FilmLA, partner film office for the City and County of Los Angeles and other local jurisdictions, issued an update regarding regional filming activity.
After posting three consecutive record-breaking quarters, local filming in the second quarter (“Q2”) of 2022 was down by 5.8 percent as compared to the same period last year. From April through June, FilmLA recorded a total of 9,220 Shoot Days (SD) as opposed to 9,791 in Q2 2021.
Local filmmakers achieved an all-time quarterly high of 10,780 SD in Q4 2021, moving on to set a new Q1 record of 9,832 SD earlier this year. Even after a second quarter slip, local production still surpassed pre-pandemic levels; finishing 6.8 percent ahead of Q2 2019 (with 8,632 SD) and 2.7 percent ahead of Q2 2018 (with 8,978 SD).
“We expected we would see production return to pre-pandemic levels sometime within the year, and now here we are,” observed FilmLA president Paul Audley. “Resilient in the face of the COVID-19 pandemic, and with industry leaders taking steps to protect both worker and community safety, we have confidence in the film industry’s ability to sustain local production at or above its historic levels.”
The feature film category posted a strong performance for Q2, generating 898 SD–a 9 percent increase over the same period last year, but 16.4 percent below the category’s five-year average. A total of 9 percent of feature production activity was directly tied to the California Film and Television Tax Credit Program, overseen by the California Film Commission. Some of the larger feature film productions shooting locally during the quarter included Barbie (Warner Bros.), Being Mortal (Searchlight Pictures) an untitled Jonah Hill project (Netflix), and the remake of White Men Can’t Jump (20th Century Studios).
Television continues to be a driving force in local production. Though down by 15.8 percent in Q2 from the prior year, the category generated 4,136 SD for a return still 12.7 percent above its five-year average.
Episodic television dramas in production last quarter included Little America (Apple TV+), Dead to Me (Netflix), Euphoria (HBO), Snowfall (FX), Station 19 (ABC), and the final season of This is Us (NBC). More than one in five SD (20.7 percent) in the television category came from projects that qualified for the California Film and Television Tax Credit.
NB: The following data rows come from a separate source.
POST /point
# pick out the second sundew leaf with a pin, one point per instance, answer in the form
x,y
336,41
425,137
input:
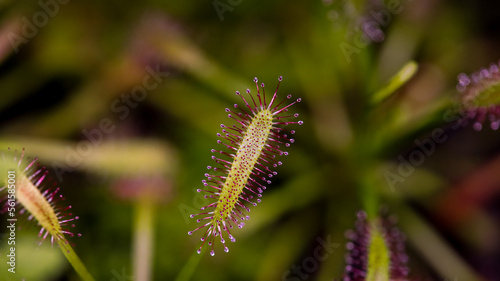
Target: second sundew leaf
x,y
253,145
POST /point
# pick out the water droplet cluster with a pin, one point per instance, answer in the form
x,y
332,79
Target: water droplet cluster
x,y
245,164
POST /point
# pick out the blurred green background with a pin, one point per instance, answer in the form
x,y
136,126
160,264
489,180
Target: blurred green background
x,y
71,74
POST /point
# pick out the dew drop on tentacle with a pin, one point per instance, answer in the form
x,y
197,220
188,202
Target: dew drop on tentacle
x,y
254,143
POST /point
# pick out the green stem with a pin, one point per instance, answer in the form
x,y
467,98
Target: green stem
x,y
143,240
74,260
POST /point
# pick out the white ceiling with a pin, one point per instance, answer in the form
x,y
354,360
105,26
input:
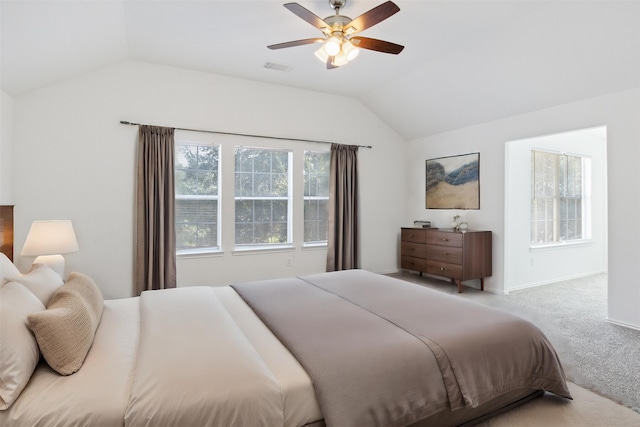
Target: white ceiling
x,y
464,63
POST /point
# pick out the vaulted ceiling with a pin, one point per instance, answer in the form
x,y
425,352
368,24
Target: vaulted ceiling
x,y
465,61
The TV reality category also continues to generate impressive gains–up 6.7 percent in Q2 over the same period last year and 96.4 percent above the category’s five-year average. Prominent reality TV series that shot locally included American Idol (ABC), Buried in the Back Yard (Oxygen), Hip Hop My House (Paramount+) and LA Fire and Rescue (NBC).
TV comedy shoot days were also up significantly by 61.8 percent (309 SD vs. 191 SD), though down 20.7 percent compared to the five-year Q2 average. Local single-camera sitcoms in production included Barry (HBO) and Chad (TBS).
Commercials generated 1,110 SD in the second quarter, a considerable sum but 28.1 percent less that recorded in the prior year (1,544 SD), as well as 21.4 percent less than the five-year category average for Q2. Car manufacturers such as Acura, Ford, Kia, Lincoln, Nissan and Toyota shot commercials in the region last quarter, as did major retailers including Lowe’s and Home Depot.
Although generally less beneficial from a job creation standpoint, FilmLA’s “Other” production category–which primarily consists of still photography shoots and student films, but also includes music & industrial videos, documentaries, and miscellaneous categories of production–posted a 22.5 percent Q2 gain year over year (3,076 vs. 2,510 SD), but a slight decline of 4 percent over the five-year average.